Being born in Pakistan and having spent most of his career in the UK, Salam was convinced that the brain drain affecting developing countries could be solved by tackling the scientific isolation that scientists working in the global south often experience due to the scarcity of resources and possibilities for local collaborations.
The ICTP Associates Programme was then created to provide these researchers with the opportunity to develop and cultivate an international network of collaborations so that they no longer needed to choose between living in their home country and carrying out well-supported cutting-edge research elsewhere.
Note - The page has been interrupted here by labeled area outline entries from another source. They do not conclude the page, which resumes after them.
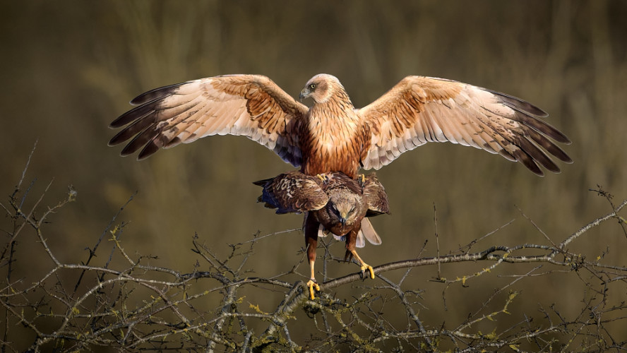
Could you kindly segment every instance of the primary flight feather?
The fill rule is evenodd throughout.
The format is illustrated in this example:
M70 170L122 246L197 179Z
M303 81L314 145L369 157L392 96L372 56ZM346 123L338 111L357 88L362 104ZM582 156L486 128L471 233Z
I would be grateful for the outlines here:
M519 161L537 175L559 172L549 157L572 160L556 143L568 138L520 99L460 82L407 76L370 104L355 109L331 75L314 76L300 98L265 76L229 75L157 88L137 97L138 107L111 123L123 127L109 144L129 140L121 155L210 135L241 135L273 150L308 175L378 169L427 142L450 141Z

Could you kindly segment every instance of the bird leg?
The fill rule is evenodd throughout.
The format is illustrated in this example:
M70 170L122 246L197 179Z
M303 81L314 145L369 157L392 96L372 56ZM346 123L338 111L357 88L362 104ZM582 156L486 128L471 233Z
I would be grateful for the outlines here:
M347 234L346 239L346 255L344 256L344 260L347 261L350 261L352 258L354 257L357 261L359 262L359 264L362 265L362 273L365 273L366 270L370 271L370 278L374 279L374 269L372 268L372 266L368 265L362 258L357 255L357 251L355 250L355 242L357 239L357 234L359 232L359 227L357 227L357 229L352 229L350 232Z
M366 174L358 175L357 182L359 183L359 186L362 186L362 189L364 189L364 186L366 186Z
M372 278L374 280L374 269L372 268L372 266L364 263L364 261L362 260L362 258L360 258L359 256L357 255L357 251L355 249L351 250L350 252L351 252L351 254L352 254L352 256L354 256L355 258L357 259L357 261L359 261L359 263L362 264L362 268L362 268L362 273L365 273L366 270L368 270L369 271L370 271L370 278Z
M316 299L316 296L314 295L315 293L314 289L316 288L316 291L320 292L320 285L318 285L318 282L316 281L316 273L314 270L314 261L309 261L309 267L311 268L311 277L309 278L309 280L307 281L306 286L309 288L309 298L311 298L311 300L314 300Z
M316 299L314 289L315 288L316 291L320 292L320 286L316 281L316 271L314 270L314 264L316 263L316 249L318 247L318 228L320 227L320 223L314 218L314 215L308 212L306 215L305 215L304 226L307 260L309 261L309 268L311 271L309 280L307 281L306 285L309 288L309 298L311 300Z

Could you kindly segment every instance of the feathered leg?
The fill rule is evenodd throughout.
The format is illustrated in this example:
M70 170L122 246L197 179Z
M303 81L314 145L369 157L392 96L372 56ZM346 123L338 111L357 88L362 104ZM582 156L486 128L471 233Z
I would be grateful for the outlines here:
M344 260L346 261L350 261L353 256L359 263L362 265L362 273L364 273L366 270L370 271L370 278L374 279L374 270L372 268L372 266L368 265L362 258L357 255L357 251L355 250L355 242L357 240L357 234L359 232L359 227L357 227L357 229L354 229L347 234L346 238L346 254L344 256Z
M320 223L314 219L311 213L305 215L305 246L307 247L307 260L309 261L309 268L311 270L311 275L307 282L309 287L309 297L311 300L315 299L314 289L320 292L320 286L316 281L316 271L314 270L314 264L316 262L316 249L318 247L318 228Z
The Programme has been very successful and continues to receive a large number of applications every year. A total of 3000 associates have come to ICTP from 90 different countries since the start of the Programme, many of whom have become research leaders in their country.
An important event taking place from 1 to 3 July 2024 at ICTP will mark the ICTP Associates Programme’s 60th anniversary. As the celebrations are approaching, ICTP is pleased to release the video series “Science is Our Common Language”, featuring some of the current associates.
In the first episode of the series, we are meeting Luis Foa Torres, a professor of physics at the University of Chile, working on condensed matter problems related to quantum transport, two-dimensional materials, topological insulators and the physics of driven systems.
Foa Torres was born in Argentina, where he did both his undergraduate studies and his PhD in physics. After doing a postdoc at ICTP, he also worked as a researcher in France and in Germany before going back to Argentina. There, he worked as professor at the National University of Córdoba with a joint appointment as a research scientist at Argentina’s National Council for Science and Technology. Then he moved to Chile, where he has been a professor at the University of Chile since 2016. Over the years, he has returned to ICTP several times, first as a Junior Associate, then as a Simons Associate in the Condensed Matter and Statistical Physics (CMSP) section. In 2018, he was awarded the ICTP Prize “for his important contributions to our understanding of topological insulators, graphene and two-dimensional materials and nanotubes, including quantum transport and optoelectronics.”